Secreted bacterial effectors that inhibit host protein synthesis are critical for induction of the innate immune response to virulent Legionella pneumophila [exp1]. Mus musculus

The intracellular bacterial pathogen Legionella pneumophila causes an inflammatory pneumonia called Legionnaires’ Disease. For virulence, L. pneumophila requires a Dot/Icm type IV secretion system that translocates bacterial effectors to the host cytosol. L. pneumophila lacking the Dot/Icm system is recognized by Toll-like receptors (TLRs), leading to a canonical NF-κB-dependent transcriptional response. In addition, L. pneumophila expressing a functional Dot/Icm system potently induces unique transcriptional targets, including proinflammatory genes such as Il23a and Csf2. Here we demonstrate that this Dot/Icm-dependent response, which we term the effector-triggered response (ETR), requires five translocated bacterial effectors that inhibit host protein synthesis. Upon infection of macrophages with virulent L. pneumophila, these five effectors caused a global decrease in host translation, thereby preventing synthesis of IκB, an inhibitor of the NF-κB transcription factor. Thus, macrophages infected with wildtype L. pneumophila exhibited prolonged activation of NF-κB, which was associated with transcription of ETR target genes such as Il23a and Csf2. L. pneumophila mutants lacking the five effectors still activated TLRs and NF-κB, but because the mutants permitted normal IκB synthesis, NF-κB activation was more transient and was not sufficient to fully induce the ETR. L. pneumophila mutants expressing enzymatically inactive effectors were also unable to fully induce the ETR, whereas multiple compounds or bacterial toxins that inhibit host protein synthesis via distinct mechanisms recapitulated the ETR when administered with TLR ligands. Previous studies have demonstrated that the host response to bacterial infection is induced primarily by specific microbial molecules that activate TLRs or cytosolic pattern recognition receptors. Our results add to this model by providing a striking illustration of how the host immune response to a virulent pathogen can also be shaped by pathogen-encoded activities, such as inhibition of host protein synthesis. Overall design: Four-condition experiment: macrophages left uninfected (negative control), or infected with wildtype Legionella pneumophila, the flagellin-deficient mutant ΔflaA, or the secretion-deficient mutant ΔdotA (three experimental conditions). Biological replicates: two, independently infected, harvested, and hybridized to arrays. One to two technical replicates per array, as indicated in file titles.
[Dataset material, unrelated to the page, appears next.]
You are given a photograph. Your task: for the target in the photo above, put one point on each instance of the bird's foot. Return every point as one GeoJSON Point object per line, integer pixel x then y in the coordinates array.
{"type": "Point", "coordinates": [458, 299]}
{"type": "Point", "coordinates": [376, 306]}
胞内致病菌嗜肺军团菌（Legionella pneumophila）可引发一种名为军团病的炎症性肺炎。其毒力依赖于一套Dot/Icm IV型分泌系统（type IV secretion system），该系统可将细菌效应蛋白转运至宿主胞质溶胶中。缺失Dot/Icm系统的嗜肺军团菌会被Toll样受体（Toll-like receptors, TLRs）识别，进而激活依赖于NF-κB的经典转录应答。此外，表达功能性Dot/Icm系统的嗜肺军团菌可强效诱导独特的转录靶标，包括Il23a、Csf2这类促炎基因。 本研究证实，这种依赖于Dot/Icm系统的应答（我们将其命名为效应蛋白触发应答（effector-triggered response, ETR））需要五种可抑制宿主蛋白质合成的转运型细菌效应蛋白。在巨噬细胞感染强毒株嗜肺军团菌后，这五种效应蛋白会导致宿主翻译过程整体下调，从而阻断NF-κB转录因子的抑制蛋白IκB的合成。因此，感染野生型嗜肺军团菌的巨噬细胞会出现NF-κB的持续激活，这与Il23a、Csf2等ETR靶基因的转录密切相关。 缺失这五种效应蛋白的嗜肺军团菌突变株仍可激活TLRs和NF-κB，但由于该突变株可正常合成IκB，NF-κB的激活更为短暂，且不足以完全诱导ETR。表达酶学失活效应蛋白的嗜肺军团菌突变株同样无法完全诱导ETR；而多种通过不同机制抑制宿主蛋白质合成的化合物或细菌毒素，在与TLR配体联合使用时可重现ETR。 既往研究表明，宿主对细菌感染的应答主要由激活Toll样受体或胞质模式识别受体的特定微生物分子所诱导。本研究结果为该模型补充了关键证据：宿主对强毒株病原体的免疫应答同样可由病原体编码的活性（如抑制宿主蛋白质合成）所塑造。 整体实验设计：四组对照实验：未感染的巨噬细胞（阴性对照），或感染野生型嗜肺军团菌、鞭毛蛋白缺陷型突变株ΔflaA，或是分泌缺陷型突变株ΔdotA（共三种实验组）。生物学重复：共2次独立感染、收获样本并进行芯片杂交。每张芯片设置1~2次技术重复，详见文件标题标注。